I’ve recently been involved in performance testing a SharePoint 2013 farm. This has led to some discoveries on what you can use vCops for when you do performance testing, including what metrics you should look at.
The setup we used for testing, was what Microsoft calls a Medium Farm topology. It consists of 2 Web Frontends, 2 application servers for search and index and 1 database server. In front of the web frontends we’ve placed a Citrix Netscaler for load balancing, SSL off load and such. Each server runs Windows 2012, the SharePoint is 2013 and Microsoft SQL is 2012. The SharePoint has a few webparts on the front page that’s been built for the webpage.
- Webservers: 16 vCpu’s 16 Gb ram
- Application Servers: 8 vCpu’s 8 Gb ram
- Database Server: 8 vCpu’s and 16 Gb ram
All these were run on a single vSphere 5.0 host with 4 CPU’s and 8 cores each, and 196 Gb of Ram, giving us 32 cores. So at this point we were overcomitting on CPU somewhat, having 56 vCpu’s provisioned. These were not the final destination hosts of these servers, at the final destination hosts we wouldn’t overcommit. However we were certain that if we saw bottlenecks here then they would also be present at the final destination for the farm.
Inside Windows we could see the CPU maxing out, to a point where system processes were complaining, and we saw load times of over 30 seconds for the front page.
First thing that happened was someone was looking inside windows and saying more CPU is needed. I, however was looking at vCenter performance and only seeing a max of roughly 40% CPU usage. When looking at vCops i saw a Usage maxing out at 35.63% but a demand of 54.52%.
I interpreted that result as, the VM actually requested more CPU than vmware was giving it. However it was decided to try and give 8 more vCpu’s to the Webservers, instead of scaling them down to 8 vCpu’s
Running the test again with 24 vCpu webservers yielded the exact same result, more than 30 second load times and CPU inside windows maxing out. Looking at vCops we saw this:
An even lower % Usage and Demand. I’m thinking we’re overcomitting too much now, and going back into vCops i pulled out the %Ready counters as well, for both feb 20 and 21.

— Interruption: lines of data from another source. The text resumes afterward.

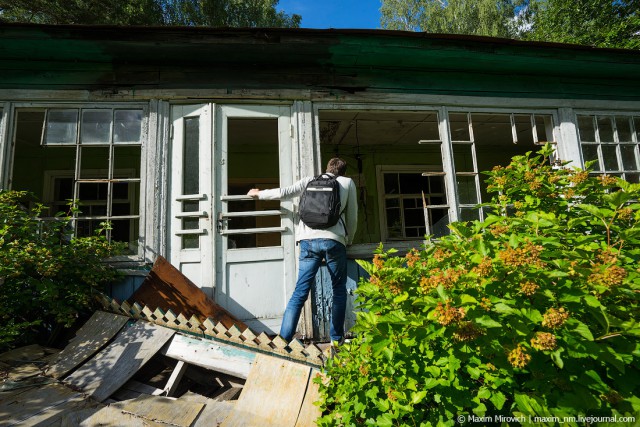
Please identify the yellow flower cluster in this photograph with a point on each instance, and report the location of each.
(483, 269)
(553, 318)
(446, 315)
(528, 288)
(543, 341)
(518, 357)
(467, 331)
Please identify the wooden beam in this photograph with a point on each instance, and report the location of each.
(212, 355)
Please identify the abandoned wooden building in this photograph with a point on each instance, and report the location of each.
(162, 131)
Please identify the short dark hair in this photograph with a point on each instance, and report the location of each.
(337, 166)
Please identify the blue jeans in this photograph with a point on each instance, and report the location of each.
(312, 252)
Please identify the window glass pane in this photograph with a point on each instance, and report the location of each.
(128, 126)
(94, 162)
(629, 157)
(467, 190)
(191, 156)
(605, 129)
(610, 157)
(463, 157)
(412, 183)
(544, 127)
(586, 129)
(590, 152)
(459, 127)
(391, 185)
(62, 127)
(126, 230)
(96, 127)
(438, 221)
(524, 130)
(469, 214)
(623, 127)
(126, 162)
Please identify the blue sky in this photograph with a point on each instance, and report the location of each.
(334, 13)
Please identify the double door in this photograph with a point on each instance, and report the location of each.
(239, 250)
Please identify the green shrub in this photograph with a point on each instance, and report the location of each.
(47, 278)
(533, 312)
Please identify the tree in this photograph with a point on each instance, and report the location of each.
(212, 13)
(530, 313)
(601, 23)
(477, 17)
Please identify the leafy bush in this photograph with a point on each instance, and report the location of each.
(532, 312)
(47, 278)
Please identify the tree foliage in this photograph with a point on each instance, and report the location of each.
(47, 278)
(213, 13)
(600, 23)
(477, 17)
(531, 313)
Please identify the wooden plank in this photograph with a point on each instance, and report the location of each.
(44, 405)
(213, 413)
(104, 417)
(24, 354)
(309, 412)
(119, 361)
(90, 338)
(162, 409)
(212, 355)
(176, 376)
(272, 395)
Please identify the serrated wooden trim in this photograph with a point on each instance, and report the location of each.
(209, 329)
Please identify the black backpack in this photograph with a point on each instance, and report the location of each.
(320, 202)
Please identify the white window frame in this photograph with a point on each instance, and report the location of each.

What that told us was that at 16 vCpu’s %READY maxed out at around 14%, which is kinda bad. And adding 8 more vCpu’s that jumps to 28.75%, meaning close 1/3 of the time the machine was ready, but couldn’t get access to a CPU on the host. One funny thing you can tell from the first picture, is that you can tell when the 8 vCpu’s were added, since that moved the “idle” %READY from around 6% to 14.87%.
The following Monday we scaled the machines down from 24 to 8 vCpus’s and ran the test again. Load times were still at around 30 seconds, so we didn’t really solve the problem, but looking at vCops we saw a completely different picture
The graphs shows the %READY dropping from roughly 12% to around 1%, and funny thing here is that, while we’re running the test the %READY drops even further.
At this time we decided to give Michael Monberg from Vmware a call, to ask about what to look for in vCops. He showed us this neat trick, when looking at performance metrics for a given VM, and have some graphs from the VM showing, like the ones above, you can do this:
Click on the + sign near the health tree
It expands and shows you:
The host, the VM and the Datastore, if you then single click on the host, you get a new Metric Selector
But one from the Host, so expanding the CPU Usage i could select the Core Utilization metric and add that to the graph page. That now gave us graphs from the VM and the Host and the same time. Showing the graphs from Feb 20, 21 and 24 but with the new metric added:
Feb 20, 16 vCpu’s
Feb 21th 24 vCpu’s
Feb 24th 8 vCpu’s
From that we could tell that with 16 and 24 vCpu’s the host was totally maxed out on its physical cores, where on 8 vCpu’s we only used around 66%. So when the VM metric only shows 35% CPU usage the Host was maxed out, and thus adding the 8 extra vCpu’s had no positive effect on the VM.
When we ran the test with 8 vCpu’s and got the exact same results, we actually weren’t crossing NUMA nodes, which is what Microsoft recommends. See my blog post on NUMA and vNUMA here
This blog post was written to show some of the nice things you can do with vCenter Operations, and i hope you found it useful.